一方で、こうした食文化の担い手が高齢化し、伝承が途絶えかねない現実もあります。塩丸イカもかつては長野県以外でも愛されていましたが、現在は生産量の約9割が長野県内で消費されており、ほかの地域では売ろうとしても売れないと言われています。

塩丸イカが開く歴史と暮らしへの扉

地域の食文化研究として塩丸イカを深く調べていくと、上手に塩を抜いて旬の夏野菜と和える家庭ごとの知恵や、塩を抜いて切るだけで食べられる手軽さから急な来客のもてなしにも用いられていたこと、お盆のごちそうとして食卓に並べる風習などが見えてきます。
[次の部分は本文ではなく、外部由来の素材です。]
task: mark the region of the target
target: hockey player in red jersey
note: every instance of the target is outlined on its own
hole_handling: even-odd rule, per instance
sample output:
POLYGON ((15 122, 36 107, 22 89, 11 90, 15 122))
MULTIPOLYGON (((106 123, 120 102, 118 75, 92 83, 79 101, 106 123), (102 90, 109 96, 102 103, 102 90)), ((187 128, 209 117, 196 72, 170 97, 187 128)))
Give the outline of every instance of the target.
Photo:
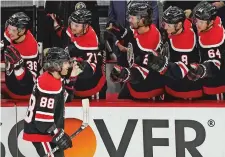
MULTIPOLYGON (((71 66, 69 53, 62 48, 50 48, 44 61, 46 70, 34 86, 27 115, 24 119, 23 139, 35 146, 40 157, 55 146, 60 148, 52 157, 64 157, 63 150, 72 147, 64 132, 64 103, 68 93, 62 79, 71 66)), ((80 69, 73 64, 71 76, 77 77, 80 69)), ((75 80, 73 80, 74 83, 75 80)))
POLYGON ((40 70, 38 44, 28 30, 29 21, 25 13, 18 12, 5 25, 4 36, 9 43, 4 51, 6 90, 14 99, 29 99, 40 70))
POLYGON ((166 31, 162 32, 164 48, 161 56, 149 56, 148 65, 166 76, 165 100, 202 97, 201 82, 187 77, 190 65, 200 62, 191 21, 176 6, 165 10, 162 20, 163 31, 166 31))
POLYGON ((193 64, 189 78, 203 81, 205 99, 223 100, 225 93, 225 34, 215 6, 200 2, 194 8, 194 24, 198 31, 200 64, 193 64))
POLYGON ((152 8, 146 2, 131 2, 128 8, 130 28, 109 22, 107 30, 118 39, 116 45, 127 53, 129 67, 116 65, 111 72, 114 82, 125 82, 119 98, 154 100, 163 93, 162 76, 147 69, 148 54, 157 53, 161 36, 152 24, 152 8))
POLYGON ((99 51, 98 37, 90 26, 91 17, 89 10, 78 9, 70 15, 68 28, 57 24, 55 28, 64 42, 64 47, 68 47, 71 58, 80 62, 84 68, 74 86, 75 96, 103 99, 106 96, 105 66, 99 51))

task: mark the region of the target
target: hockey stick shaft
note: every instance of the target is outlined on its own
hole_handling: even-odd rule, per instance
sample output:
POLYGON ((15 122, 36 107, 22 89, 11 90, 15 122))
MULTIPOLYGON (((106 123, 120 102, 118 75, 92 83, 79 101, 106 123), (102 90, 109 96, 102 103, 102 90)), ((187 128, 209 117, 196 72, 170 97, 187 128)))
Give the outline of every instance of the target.
MULTIPOLYGON (((83 123, 79 129, 77 129, 71 136, 70 139, 73 139, 79 133, 81 133, 87 126, 88 126, 88 119, 89 119, 89 99, 82 99, 82 106, 83 106, 83 123)), ((48 157, 49 155, 54 154, 59 147, 56 146, 50 152, 48 152, 44 157, 48 157)))

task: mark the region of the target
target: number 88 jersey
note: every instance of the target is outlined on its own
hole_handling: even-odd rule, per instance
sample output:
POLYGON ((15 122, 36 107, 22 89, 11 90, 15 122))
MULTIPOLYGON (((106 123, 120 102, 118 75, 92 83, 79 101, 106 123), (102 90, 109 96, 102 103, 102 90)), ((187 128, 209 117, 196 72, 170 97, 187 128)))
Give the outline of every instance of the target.
POLYGON ((24 140, 50 142, 52 136, 48 129, 54 124, 64 128, 64 96, 60 79, 48 72, 38 77, 24 118, 24 140))

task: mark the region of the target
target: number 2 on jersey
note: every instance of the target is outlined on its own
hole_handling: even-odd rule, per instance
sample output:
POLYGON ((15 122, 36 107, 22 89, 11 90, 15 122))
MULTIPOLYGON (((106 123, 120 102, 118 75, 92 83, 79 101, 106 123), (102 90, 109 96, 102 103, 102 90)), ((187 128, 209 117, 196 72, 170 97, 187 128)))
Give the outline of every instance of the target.
POLYGON ((97 57, 95 53, 87 53, 87 57, 88 57, 88 62, 91 63, 92 60, 94 59, 94 63, 97 63, 97 57))
POLYGON ((182 55, 182 56, 181 56, 181 61, 182 61, 185 65, 188 65, 188 57, 187 57, 187 55, 182 55))

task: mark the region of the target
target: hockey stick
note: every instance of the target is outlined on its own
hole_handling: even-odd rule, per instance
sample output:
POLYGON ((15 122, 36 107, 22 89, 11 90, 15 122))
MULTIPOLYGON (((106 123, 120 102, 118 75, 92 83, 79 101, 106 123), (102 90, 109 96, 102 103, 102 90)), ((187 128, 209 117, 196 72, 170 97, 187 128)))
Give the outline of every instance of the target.
MULTIPOLYGON (((80 132, 82 132, 87 126, 88 126, 88 117, 89 117, 89 99, 82 99, 82 106, 83 106, 83 122, 79 129, 77 129, 70 138, 73 139, 75 136, 77 136, 80 132)), ((59 147, 56 146, 54 149, 52 149, 50 152, 48 152, 44 157, 48 157, 49 155, 54 154, 57 150, 59 150, 59 147)))

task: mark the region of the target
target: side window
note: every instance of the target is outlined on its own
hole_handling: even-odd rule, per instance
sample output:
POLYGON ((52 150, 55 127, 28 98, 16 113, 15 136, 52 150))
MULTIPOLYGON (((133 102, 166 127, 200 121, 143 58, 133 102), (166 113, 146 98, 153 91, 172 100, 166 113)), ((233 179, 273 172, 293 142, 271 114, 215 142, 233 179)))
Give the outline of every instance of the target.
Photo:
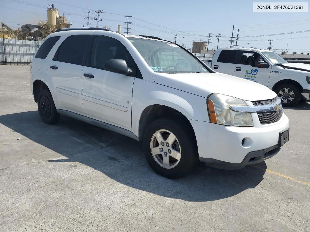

さらに、シロウリのかす漬けを取り出した後の酒かすに塩イカを漬け直すリメイク料理もあり、食材を無駄にしない工夫が幾重にも重ねられてきたこともわかります。

食文化を次の世代へつなぐ

また、長野県には「ひだみ」と呼ばれるどんぐりの食文化がありますが、これを受け継ぐ人もほぼいなくなりました。そこで近年、大学生が地域の高齢者からどんぐりの加工法を学び、それを地元の小学生に伝える活動が始まっています。どんぐりの粉はあんこにも餅にもなるので、子どもたちと一緒に団子を作って食べます。一緒に作り、一緒に食べる体験が世代を超えた交流を生み出しています。どんぐりを食べることは、食料自給率の向上にもつながるかもしれません。
食は誰もが毎日関わるものです。身近な食への関心を深めることが、私たちの日常にも新しい発見をもたらしてくれるはずです。

※夢ナビ講義は各講師の見解にもとづく講義内容としてご理解ください。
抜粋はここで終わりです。